Pada bulan April, Menteri Dalam Negeri Suella Braverman mengatakan Rwanda adalah negara yang aman untuk pemukiman kembali para pencari suaka, tetapi menolak menetapkan tenggat waktu untuk deportasi pertama.
Pemerintah telah mengajukan serangkaian undang-undang yang ditujukan untuk mengekang migrasi yang banyak dikritik oleh masyarakat sipil.
Pada bulan Maret, ia mengusulkan undang-undang baru yang kontroversial yang memungkinkan pihak berwenang untuk mendeportasi orang yang tiba di pantainya melalui perahu kecil melintasi Selat Inggris yang memisahkan pulau itu dari Prancis.
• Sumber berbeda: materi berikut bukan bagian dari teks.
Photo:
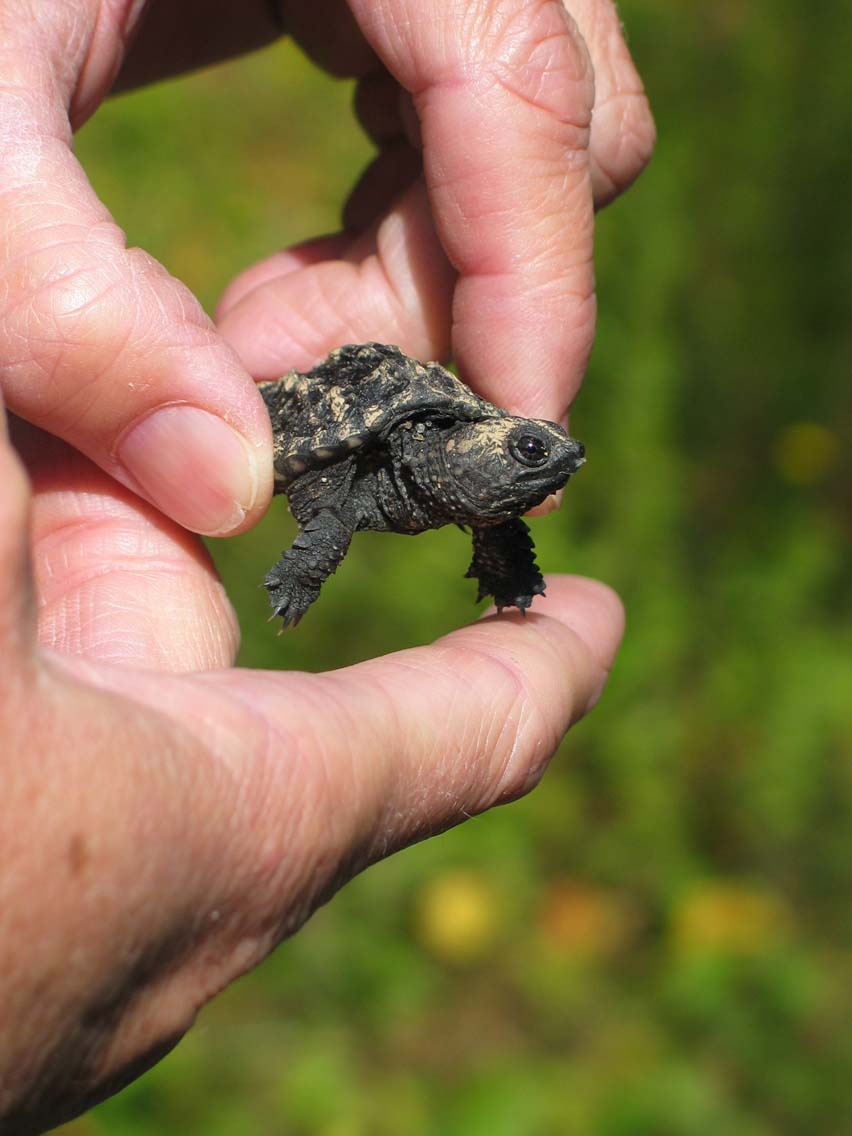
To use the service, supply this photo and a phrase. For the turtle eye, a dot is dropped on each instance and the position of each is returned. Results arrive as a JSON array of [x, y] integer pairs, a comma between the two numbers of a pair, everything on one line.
[[529, 450]]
Beberapa badan amal dan kelompok hak asasi manusia telah mengkritik rencana tersebut – yang dikenal sebagai RUU Migrasi Ilegal – dengan mengatakan bahwa tindakan tersebut mengkriminalisasi upaya ribuan pengungsi asli.
Lebih dari 45.000 orang mendaftar untuk melintasi Selat pada tahun 2022, menurut angka pemerintah – melonjak lebih dari 17.000 dari rekor tahun sebelumnya.